Add lstm and gradient check

xiecong · xiecong · commit 18085ffe64b9 · 2020-02-20T23:19:06.000-05:00
diff --git a/.gitignore b/.gitignore
@@ -2,3 +2,4 @@
 *.pyc
 *.gz
 *.pkz
+.DS_Store
diff --git a/README.md b/README.md
@@ -73,6 +73,7 @@ Implemented algorithms:
         * Convolutional layer with vectorized img2col and col2img
     * Recurrent neural network
         * Backpropagation through time (BPTT)
+    * Long short-term memory
     * Generative Adversarial Networks (GAN)
 
 * Optimization Algorithms (See implementations in MLP or Regression)
@@ -101,7 +102,6 @@ Implemented algorithms:
     * Prediction by Viterbi
 
 Work in progress:
-* Long short-term memory
 * Deep Q-Network (Reinforcement learning)
 
 Feel free to use the code.
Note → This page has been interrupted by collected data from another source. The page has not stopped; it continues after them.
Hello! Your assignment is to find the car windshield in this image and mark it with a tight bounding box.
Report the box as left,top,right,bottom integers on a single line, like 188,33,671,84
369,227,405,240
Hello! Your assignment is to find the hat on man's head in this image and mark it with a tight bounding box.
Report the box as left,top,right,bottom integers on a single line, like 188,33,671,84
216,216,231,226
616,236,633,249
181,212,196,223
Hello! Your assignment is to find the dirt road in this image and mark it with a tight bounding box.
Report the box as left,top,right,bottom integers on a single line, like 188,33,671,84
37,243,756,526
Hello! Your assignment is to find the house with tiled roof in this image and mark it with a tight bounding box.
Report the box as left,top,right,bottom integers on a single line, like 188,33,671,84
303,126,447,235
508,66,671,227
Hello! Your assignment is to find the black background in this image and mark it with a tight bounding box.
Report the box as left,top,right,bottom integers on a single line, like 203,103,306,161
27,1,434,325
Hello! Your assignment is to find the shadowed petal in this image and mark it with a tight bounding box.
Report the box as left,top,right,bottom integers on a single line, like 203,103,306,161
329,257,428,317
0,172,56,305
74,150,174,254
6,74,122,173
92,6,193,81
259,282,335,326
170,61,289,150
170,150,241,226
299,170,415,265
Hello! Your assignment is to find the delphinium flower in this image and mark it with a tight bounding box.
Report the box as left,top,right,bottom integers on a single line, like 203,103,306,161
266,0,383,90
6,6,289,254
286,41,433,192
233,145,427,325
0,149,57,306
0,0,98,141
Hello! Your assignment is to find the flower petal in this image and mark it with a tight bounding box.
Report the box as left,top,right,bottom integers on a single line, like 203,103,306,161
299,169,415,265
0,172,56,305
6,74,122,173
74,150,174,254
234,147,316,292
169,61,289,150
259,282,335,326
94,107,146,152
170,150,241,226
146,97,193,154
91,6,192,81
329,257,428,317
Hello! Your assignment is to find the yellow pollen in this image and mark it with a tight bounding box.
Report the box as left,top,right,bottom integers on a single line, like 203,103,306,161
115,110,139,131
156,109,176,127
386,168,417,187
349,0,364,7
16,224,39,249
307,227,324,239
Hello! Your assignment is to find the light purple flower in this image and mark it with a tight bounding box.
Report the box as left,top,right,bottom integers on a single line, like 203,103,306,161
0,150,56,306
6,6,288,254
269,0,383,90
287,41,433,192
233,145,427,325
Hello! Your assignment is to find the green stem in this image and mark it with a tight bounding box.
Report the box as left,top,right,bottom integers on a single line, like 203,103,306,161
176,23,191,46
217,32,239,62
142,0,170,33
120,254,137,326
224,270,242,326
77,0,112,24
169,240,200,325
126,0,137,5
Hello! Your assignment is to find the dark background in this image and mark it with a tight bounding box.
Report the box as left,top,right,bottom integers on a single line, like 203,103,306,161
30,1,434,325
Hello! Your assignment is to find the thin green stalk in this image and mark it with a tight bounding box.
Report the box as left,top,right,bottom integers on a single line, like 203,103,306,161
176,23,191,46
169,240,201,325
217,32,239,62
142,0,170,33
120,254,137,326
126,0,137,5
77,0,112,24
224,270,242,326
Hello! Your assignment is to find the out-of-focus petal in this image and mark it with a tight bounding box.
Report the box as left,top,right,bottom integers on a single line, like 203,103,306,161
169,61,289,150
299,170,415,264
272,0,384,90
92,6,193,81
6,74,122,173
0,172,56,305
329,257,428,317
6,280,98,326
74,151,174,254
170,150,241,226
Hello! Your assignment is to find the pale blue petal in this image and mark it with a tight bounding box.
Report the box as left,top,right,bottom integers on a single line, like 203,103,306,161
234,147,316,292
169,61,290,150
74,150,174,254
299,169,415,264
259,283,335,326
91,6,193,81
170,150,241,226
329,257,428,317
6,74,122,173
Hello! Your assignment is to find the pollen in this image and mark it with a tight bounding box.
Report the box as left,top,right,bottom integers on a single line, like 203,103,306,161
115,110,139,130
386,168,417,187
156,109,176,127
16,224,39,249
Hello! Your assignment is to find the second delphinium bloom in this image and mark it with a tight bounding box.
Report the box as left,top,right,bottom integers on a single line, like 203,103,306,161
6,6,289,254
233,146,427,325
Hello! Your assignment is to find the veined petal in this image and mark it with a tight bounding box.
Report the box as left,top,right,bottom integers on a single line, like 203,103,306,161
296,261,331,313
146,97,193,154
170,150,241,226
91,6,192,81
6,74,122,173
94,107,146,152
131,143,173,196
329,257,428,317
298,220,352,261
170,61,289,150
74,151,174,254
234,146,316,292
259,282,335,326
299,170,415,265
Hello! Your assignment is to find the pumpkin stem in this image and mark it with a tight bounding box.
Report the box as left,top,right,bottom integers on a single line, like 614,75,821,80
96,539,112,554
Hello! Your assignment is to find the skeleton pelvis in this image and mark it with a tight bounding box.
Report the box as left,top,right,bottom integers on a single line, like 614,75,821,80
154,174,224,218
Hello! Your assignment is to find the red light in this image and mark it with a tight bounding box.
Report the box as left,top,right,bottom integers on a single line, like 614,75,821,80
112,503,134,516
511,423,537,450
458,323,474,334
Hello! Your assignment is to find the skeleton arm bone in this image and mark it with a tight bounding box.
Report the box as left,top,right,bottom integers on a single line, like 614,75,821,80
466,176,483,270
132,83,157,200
Please contact me if you have any question: xiecng [at] gmail.com
diff --git a/lstm.py b/lstm.py
@@ -0,0 +1,299 @@
+import numpy as np
+import requests
+import re
+# TODO add sentence tokenizer
+
+
+def sigmoid(x):
+	return 1 / (1 + np.exp(-x))
+
+def tanh(x):
+	return np.tanh(x)
+
+def dsigmoid(grad_a, act):
+	return grad_a * (act - np.square(act))
+
+def dtanh(grad_a, act):
+	return grad_a * (1 - np.square(act))
+
+def softmax(x):
+	eps = 1e-20
+	out = np.exp(x - np.max(x, axis=1).reshape(-1, 1))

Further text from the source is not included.